If a GM isn't using a hard-coded AP and really likes the idea of, say, Hidden Shrine of Tamoachan and Isle of Dread she might start out in the tropics as both those modules are set there. But then she wants to run the G-series and has to figure out how to fit in the Frost Giants module; or sees and likes The Snow Queen (3e-era third-party module whose title I might be misremembering slightly) which is set in the arctic. Or she sees and likes Pharoah's Tomb, set in a desert far away from anywhere.

To run all these she's going to need a pretty big map, at least on a north-south axis, and be ready to deal with long-range travel either by providing magical assistance or by expecting a lot of in-game time to pass between adventures.
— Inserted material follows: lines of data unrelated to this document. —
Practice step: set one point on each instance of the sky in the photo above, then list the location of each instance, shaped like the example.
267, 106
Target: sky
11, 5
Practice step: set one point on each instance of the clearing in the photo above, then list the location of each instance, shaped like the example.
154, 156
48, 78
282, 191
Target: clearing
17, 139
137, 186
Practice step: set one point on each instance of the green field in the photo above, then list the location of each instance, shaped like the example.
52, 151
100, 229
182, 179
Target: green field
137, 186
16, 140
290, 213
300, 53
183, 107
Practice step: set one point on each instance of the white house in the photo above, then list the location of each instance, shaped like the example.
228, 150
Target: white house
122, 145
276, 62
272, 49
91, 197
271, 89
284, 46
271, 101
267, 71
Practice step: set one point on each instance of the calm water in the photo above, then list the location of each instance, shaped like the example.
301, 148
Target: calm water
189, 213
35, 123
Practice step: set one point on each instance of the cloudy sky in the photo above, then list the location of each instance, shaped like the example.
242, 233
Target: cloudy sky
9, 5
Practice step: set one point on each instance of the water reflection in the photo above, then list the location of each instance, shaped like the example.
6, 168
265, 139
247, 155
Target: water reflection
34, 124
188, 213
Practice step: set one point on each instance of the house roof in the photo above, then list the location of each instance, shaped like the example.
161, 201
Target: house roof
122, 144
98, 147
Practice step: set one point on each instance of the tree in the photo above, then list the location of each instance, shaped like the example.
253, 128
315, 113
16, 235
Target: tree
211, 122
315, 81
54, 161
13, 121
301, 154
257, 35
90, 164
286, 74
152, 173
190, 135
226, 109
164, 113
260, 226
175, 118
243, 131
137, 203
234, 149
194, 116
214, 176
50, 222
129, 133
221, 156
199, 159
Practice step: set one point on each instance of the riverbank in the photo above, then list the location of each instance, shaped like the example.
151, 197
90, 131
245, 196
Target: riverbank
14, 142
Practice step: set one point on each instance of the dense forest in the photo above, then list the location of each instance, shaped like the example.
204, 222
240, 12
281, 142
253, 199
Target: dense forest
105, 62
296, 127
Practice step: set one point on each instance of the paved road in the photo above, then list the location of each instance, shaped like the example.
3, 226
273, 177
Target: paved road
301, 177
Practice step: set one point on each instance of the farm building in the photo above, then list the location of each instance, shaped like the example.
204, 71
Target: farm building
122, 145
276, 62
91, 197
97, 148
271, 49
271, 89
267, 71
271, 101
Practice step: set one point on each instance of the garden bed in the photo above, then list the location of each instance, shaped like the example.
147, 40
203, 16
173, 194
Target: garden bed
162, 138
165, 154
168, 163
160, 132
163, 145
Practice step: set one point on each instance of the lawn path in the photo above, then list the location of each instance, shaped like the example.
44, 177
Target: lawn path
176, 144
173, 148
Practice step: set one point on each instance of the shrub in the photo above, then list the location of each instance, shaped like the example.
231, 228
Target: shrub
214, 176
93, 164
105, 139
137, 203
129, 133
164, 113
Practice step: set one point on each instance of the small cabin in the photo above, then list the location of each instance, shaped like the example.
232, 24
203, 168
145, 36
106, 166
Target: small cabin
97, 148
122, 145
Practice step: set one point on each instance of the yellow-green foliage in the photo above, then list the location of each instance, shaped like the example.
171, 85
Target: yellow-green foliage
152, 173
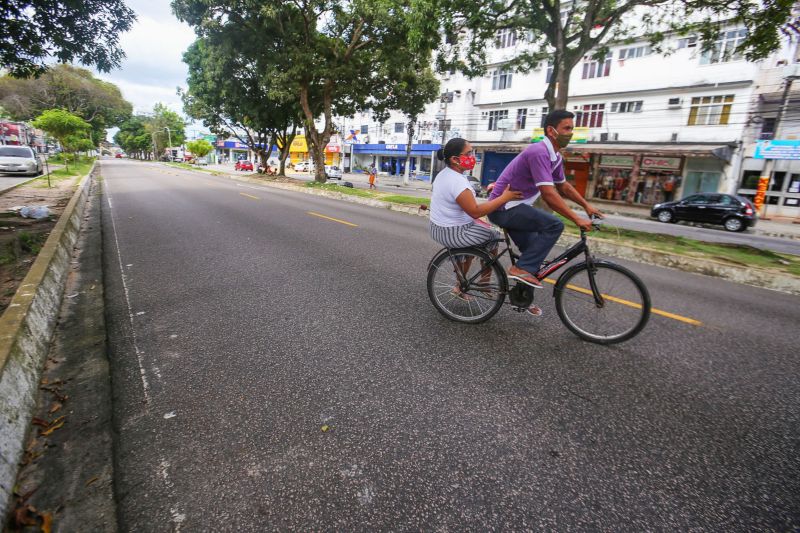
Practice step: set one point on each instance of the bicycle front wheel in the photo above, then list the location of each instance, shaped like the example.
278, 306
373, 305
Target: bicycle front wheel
465, 286
619, 313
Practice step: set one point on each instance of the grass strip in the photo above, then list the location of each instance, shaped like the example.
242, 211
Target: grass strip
735, 254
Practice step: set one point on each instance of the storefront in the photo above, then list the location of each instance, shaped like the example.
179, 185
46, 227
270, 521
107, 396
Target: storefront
390, 159
652, 173
298, 151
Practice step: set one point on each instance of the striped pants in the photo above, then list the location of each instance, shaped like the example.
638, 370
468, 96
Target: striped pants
465, 236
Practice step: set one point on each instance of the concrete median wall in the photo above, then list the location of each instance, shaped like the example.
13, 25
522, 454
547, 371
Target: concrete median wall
26, 329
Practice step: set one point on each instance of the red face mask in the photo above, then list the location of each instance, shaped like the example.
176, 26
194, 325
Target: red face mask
467, 162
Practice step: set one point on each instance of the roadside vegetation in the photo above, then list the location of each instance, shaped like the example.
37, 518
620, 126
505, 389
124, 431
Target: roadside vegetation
736, 254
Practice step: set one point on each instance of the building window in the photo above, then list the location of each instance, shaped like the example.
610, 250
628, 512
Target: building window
710, 110
505, 38
501, 79
627, 107
589, 115
767, 129
596, 69
633, 52
724, 48
495, 117
522, 116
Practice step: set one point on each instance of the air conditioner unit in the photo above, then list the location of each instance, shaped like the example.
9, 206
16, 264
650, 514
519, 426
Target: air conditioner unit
674, 103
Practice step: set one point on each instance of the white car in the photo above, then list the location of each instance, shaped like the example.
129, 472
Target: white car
333, 172
19, 160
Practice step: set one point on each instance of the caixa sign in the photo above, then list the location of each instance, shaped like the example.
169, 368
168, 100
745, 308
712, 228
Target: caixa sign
668, 163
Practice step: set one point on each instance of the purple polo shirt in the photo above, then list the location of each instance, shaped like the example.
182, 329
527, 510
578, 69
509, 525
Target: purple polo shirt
538, 165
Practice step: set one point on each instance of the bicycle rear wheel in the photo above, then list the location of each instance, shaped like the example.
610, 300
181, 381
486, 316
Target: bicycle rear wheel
463, 287
620, 315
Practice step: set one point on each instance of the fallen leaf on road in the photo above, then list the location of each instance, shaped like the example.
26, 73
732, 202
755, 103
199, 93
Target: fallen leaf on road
47, 522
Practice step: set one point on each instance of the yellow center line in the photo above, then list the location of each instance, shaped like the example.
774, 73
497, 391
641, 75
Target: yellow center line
635, 305
333, 219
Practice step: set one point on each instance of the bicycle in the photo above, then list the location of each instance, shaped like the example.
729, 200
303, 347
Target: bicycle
599, 301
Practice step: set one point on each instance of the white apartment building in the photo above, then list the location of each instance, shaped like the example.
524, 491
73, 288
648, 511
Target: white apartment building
655, 126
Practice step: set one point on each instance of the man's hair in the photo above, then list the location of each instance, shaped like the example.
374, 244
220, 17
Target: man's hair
555, 117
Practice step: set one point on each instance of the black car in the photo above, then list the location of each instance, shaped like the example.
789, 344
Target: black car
733, 212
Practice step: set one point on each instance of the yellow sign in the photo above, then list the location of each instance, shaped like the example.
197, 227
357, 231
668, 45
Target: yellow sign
299, 144
579, 135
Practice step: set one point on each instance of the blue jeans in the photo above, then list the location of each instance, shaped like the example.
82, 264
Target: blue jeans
534, 231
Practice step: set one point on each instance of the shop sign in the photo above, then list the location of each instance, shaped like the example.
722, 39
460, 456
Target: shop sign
667, 163
778, 149
618, 161
299, 144
761, 192
579, 135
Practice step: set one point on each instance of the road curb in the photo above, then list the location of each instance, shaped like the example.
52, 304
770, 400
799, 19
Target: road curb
26, 328
765, 279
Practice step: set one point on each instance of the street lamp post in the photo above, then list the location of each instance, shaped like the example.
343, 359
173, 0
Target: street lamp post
169, 138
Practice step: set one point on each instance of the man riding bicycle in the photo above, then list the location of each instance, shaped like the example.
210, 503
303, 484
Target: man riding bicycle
539, 171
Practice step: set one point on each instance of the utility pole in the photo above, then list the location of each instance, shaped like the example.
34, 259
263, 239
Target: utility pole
169, 137
769, 166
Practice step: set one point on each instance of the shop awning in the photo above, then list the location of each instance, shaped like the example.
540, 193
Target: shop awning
721, 151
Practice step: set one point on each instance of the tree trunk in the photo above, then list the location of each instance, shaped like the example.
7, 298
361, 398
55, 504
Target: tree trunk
412, 125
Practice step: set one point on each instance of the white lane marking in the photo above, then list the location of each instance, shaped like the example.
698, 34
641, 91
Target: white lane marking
142, 373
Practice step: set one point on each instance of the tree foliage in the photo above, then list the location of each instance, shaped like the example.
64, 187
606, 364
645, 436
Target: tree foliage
230, 90
199, 148
33, 32
337, 56
563, 32
71, 131
71, 88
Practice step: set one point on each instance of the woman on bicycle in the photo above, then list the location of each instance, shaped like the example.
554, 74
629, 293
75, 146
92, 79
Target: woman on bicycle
454, 209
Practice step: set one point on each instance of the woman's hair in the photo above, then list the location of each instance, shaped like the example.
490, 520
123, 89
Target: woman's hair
451, 149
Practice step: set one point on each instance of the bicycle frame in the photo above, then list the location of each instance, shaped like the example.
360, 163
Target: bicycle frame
580, 247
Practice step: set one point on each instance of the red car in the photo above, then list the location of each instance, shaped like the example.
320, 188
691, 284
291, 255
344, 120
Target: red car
243, 164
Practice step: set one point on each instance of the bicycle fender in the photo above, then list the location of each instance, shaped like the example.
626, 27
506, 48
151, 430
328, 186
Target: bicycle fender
562, 279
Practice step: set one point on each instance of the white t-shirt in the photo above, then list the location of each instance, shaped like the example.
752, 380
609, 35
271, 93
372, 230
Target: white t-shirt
445, 211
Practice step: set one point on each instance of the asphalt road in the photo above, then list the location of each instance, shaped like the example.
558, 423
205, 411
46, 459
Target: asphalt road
277, 370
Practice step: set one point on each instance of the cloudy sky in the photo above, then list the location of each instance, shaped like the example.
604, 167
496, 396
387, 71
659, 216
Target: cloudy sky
153, 68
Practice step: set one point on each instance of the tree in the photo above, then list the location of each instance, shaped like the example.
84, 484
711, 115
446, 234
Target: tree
71, 88
32, 32
230, 90
563, 33
337, 55
165, 125
68, 129
199, 148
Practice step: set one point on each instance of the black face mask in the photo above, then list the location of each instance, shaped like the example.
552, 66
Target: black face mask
562, 139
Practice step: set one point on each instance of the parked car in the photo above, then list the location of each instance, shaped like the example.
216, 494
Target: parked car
333, 172
735, 213
304, 166
243, 164
19, 160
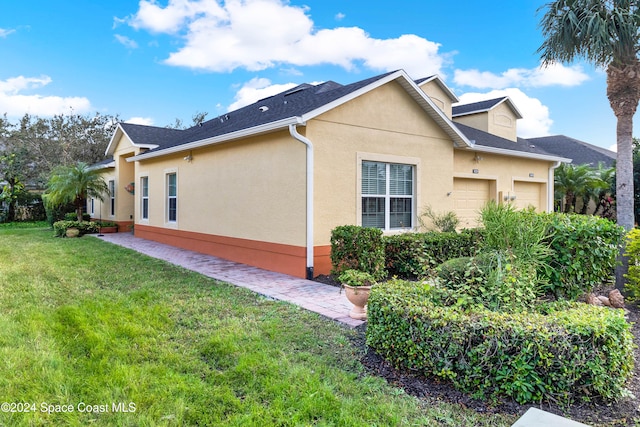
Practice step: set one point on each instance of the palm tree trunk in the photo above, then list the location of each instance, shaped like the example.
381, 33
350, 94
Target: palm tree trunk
623, 91
624, 172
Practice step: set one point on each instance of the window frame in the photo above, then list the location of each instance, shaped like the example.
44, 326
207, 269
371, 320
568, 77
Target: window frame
169, 198
112, 197
144, 198
415, 163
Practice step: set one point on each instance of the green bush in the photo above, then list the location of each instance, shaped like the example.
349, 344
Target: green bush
357, 248
632, 285
72, 216
585, 249
412, 255
85, 227
575, 352
492, 280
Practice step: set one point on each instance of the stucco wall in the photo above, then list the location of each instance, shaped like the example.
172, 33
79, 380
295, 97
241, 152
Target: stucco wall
385, 122
252, 189
504, 170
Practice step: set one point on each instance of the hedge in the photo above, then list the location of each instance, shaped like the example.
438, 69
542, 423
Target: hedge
565, 353
413, 254
85, 227
585, 249
357, 248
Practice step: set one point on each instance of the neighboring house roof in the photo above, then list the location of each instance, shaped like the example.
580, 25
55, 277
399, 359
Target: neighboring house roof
489, 143
483, 106
441, 84
143, 136
302, 103
580, 152
104, 164
295, 107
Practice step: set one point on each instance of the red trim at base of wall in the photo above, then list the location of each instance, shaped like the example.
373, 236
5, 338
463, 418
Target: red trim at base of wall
287, 259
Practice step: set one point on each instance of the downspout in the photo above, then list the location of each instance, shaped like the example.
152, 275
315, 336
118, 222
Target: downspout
550, 186
294, 133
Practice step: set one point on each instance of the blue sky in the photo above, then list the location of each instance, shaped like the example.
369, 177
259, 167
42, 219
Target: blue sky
153, 62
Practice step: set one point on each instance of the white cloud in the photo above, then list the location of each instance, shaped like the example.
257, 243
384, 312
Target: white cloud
260, 34
536, 121
15, 103
126, 41
552, 75
5, 32
256, 89
147, 121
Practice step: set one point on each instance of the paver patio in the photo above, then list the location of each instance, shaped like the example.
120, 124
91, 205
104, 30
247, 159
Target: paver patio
313, 296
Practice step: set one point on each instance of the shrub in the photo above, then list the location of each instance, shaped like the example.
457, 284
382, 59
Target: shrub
445, 222
585, 249
493, 280
85, 227
358, 248
411, 255
632, 285
72, 216
575, 352
356, 278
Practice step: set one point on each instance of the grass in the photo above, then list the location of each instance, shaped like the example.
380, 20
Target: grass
95, 329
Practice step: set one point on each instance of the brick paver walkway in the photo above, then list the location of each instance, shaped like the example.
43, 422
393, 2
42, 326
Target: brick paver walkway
313, 296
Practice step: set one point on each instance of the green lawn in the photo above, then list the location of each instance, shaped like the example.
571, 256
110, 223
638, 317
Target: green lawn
88, 330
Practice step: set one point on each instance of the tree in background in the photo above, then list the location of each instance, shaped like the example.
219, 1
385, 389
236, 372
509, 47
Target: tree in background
607, 34
73, 184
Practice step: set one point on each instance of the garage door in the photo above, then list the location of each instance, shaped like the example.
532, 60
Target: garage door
469, 197
528, 194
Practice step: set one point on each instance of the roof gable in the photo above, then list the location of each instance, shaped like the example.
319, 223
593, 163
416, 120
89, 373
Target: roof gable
485, 106
295, 106
580, 152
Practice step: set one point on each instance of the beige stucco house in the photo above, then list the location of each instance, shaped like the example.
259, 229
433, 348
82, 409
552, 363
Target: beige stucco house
266, 184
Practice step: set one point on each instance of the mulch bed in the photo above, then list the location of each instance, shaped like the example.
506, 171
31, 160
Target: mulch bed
621, 413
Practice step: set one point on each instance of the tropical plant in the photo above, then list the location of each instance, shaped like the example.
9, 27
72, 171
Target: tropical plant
607, 34
570, 182
73, 184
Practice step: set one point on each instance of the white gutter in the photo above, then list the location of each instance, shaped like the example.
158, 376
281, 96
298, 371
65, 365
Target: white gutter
515, 153
550, 186
294, 133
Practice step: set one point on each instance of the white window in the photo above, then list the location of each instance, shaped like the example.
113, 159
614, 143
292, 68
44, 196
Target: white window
112, 198
387, 195
172, 198
144, 197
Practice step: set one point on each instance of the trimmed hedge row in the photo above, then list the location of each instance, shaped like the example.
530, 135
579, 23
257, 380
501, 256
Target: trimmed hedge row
357, 248
574, 352
585, 249
85, 227
413, 254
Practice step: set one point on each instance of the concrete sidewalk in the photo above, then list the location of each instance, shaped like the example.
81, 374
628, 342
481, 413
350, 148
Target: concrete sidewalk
313, 296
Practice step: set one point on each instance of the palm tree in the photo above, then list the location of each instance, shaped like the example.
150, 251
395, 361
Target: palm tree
605, 33
73, 184
571, 181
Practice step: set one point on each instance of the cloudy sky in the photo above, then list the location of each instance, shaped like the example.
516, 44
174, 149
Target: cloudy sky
155, 61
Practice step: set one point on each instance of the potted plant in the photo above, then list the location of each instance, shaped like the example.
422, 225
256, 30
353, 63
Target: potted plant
357, 286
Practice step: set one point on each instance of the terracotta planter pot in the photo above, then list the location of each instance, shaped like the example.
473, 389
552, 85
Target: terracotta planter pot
358, 296
72, 232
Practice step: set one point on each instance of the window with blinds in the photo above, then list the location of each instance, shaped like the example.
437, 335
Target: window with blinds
112, 198
387, 195
144, 197
172, 198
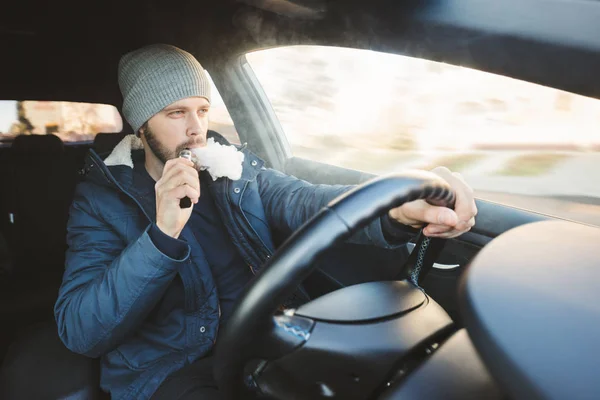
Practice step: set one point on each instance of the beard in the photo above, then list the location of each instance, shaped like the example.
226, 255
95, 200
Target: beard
162, 152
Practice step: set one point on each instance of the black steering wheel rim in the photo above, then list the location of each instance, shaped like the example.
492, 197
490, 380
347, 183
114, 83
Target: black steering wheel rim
292, 263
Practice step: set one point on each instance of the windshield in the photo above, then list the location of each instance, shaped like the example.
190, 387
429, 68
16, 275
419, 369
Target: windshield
515, 142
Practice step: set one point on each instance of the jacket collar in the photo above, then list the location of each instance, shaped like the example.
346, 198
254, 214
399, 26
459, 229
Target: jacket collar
117, 168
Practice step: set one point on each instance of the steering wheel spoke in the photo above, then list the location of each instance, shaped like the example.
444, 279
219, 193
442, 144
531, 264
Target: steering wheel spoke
293, 262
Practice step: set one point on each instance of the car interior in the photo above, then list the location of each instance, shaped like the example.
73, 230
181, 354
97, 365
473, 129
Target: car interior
517, 315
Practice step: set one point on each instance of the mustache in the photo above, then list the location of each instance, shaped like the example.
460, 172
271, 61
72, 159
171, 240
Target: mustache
190, 144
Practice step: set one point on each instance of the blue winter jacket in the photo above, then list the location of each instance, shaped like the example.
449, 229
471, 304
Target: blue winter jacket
115, 277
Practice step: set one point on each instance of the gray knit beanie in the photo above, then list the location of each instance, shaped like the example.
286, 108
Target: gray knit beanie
155, 76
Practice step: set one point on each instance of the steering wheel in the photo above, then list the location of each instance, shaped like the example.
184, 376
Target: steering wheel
249, 334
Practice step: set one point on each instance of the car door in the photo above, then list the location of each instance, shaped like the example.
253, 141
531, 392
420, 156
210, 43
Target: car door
342, 116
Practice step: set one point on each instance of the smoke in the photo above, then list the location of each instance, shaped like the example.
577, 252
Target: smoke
219, 160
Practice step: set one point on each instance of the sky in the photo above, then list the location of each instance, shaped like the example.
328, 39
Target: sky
8, 114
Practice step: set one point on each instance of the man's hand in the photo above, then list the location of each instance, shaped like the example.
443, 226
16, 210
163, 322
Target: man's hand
441, 222
179, 180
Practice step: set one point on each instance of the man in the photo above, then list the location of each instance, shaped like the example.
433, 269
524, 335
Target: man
147, 283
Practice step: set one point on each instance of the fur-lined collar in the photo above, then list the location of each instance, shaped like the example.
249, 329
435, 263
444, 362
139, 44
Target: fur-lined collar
121, 154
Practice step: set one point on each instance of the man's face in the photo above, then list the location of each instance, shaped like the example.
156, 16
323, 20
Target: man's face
181, 125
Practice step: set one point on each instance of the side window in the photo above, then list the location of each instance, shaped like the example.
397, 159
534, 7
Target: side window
219, 119
515, 142
80, 122
70, 121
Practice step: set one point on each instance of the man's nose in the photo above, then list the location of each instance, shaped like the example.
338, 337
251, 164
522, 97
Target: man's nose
195, 126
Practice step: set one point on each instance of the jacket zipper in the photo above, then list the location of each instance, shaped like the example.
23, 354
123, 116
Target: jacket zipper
266, 254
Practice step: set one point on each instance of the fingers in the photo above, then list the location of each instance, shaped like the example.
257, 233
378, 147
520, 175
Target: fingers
422, 212
178, 172
180, 192
465, 206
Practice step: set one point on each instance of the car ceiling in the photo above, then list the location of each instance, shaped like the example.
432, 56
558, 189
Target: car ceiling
69, 50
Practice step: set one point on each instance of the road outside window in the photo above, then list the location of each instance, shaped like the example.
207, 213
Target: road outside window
80, 122
515, 142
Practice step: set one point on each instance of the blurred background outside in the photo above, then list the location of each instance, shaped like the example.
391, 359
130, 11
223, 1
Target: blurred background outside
515, 142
I agree, but the new GMs I bump into usually don't think this far ahead, they need a magical carpet /time jump just to travel to around their faux Europa in a reasonable amount of time once they figure out how big they made their landmass. By the time they want to run the Icy Caves of the Frost Lich, they need full-on teleporters.

And none of this is even touching on how many of these homemade maps of huge continents are placed on a globe by default and thus are victims of the Mercator projection.

So if you use your adequately sized north-south axis continent from the near equator to lower arctic zones , your "huge" pseudoNetherlands are actual quite small and your mid-sized faux Africa needs many more cities or it's going to be miles and miles between towns.
 

I've not seen an example from real-world use, but for ordinary people a connectivity map might be more useful than a distance map. Connectivity map: circles for locations, connecting lines with travel time listed. If by river, the line would follow the river, if by sea, the sea, if significant terrain, color the line accordingly.

Not a real world example, but a game example. M.A.R. Barker had vast empires in his world (Tekumel) with three tiered raised fortified highways, known as Sakbe Roads. Merchants used connectivity maps which indicated the time needed to travel from one city to another. There were no large scale exact maps with precise scales. The other form of cartography (High Cartography) in the world utilized a three dimensional object with materials inlaid in it and symbols inscribed on it which had to be "read" tactilely. The physical map stood in for ancient technological versions which projected map views and information iirc.
 

Hussar

Legend
Exactly. Most people did engage in, for that time, ling distance travel (travelling for several days) several times in their lives even the serfs.
And a few professions travelled a lot.

Religious tourism was a huge factor in that, but that often gets overlooked in worldbuilding.

Ahh, ok, now I see what you're saying. Sorry about the misunderstanding.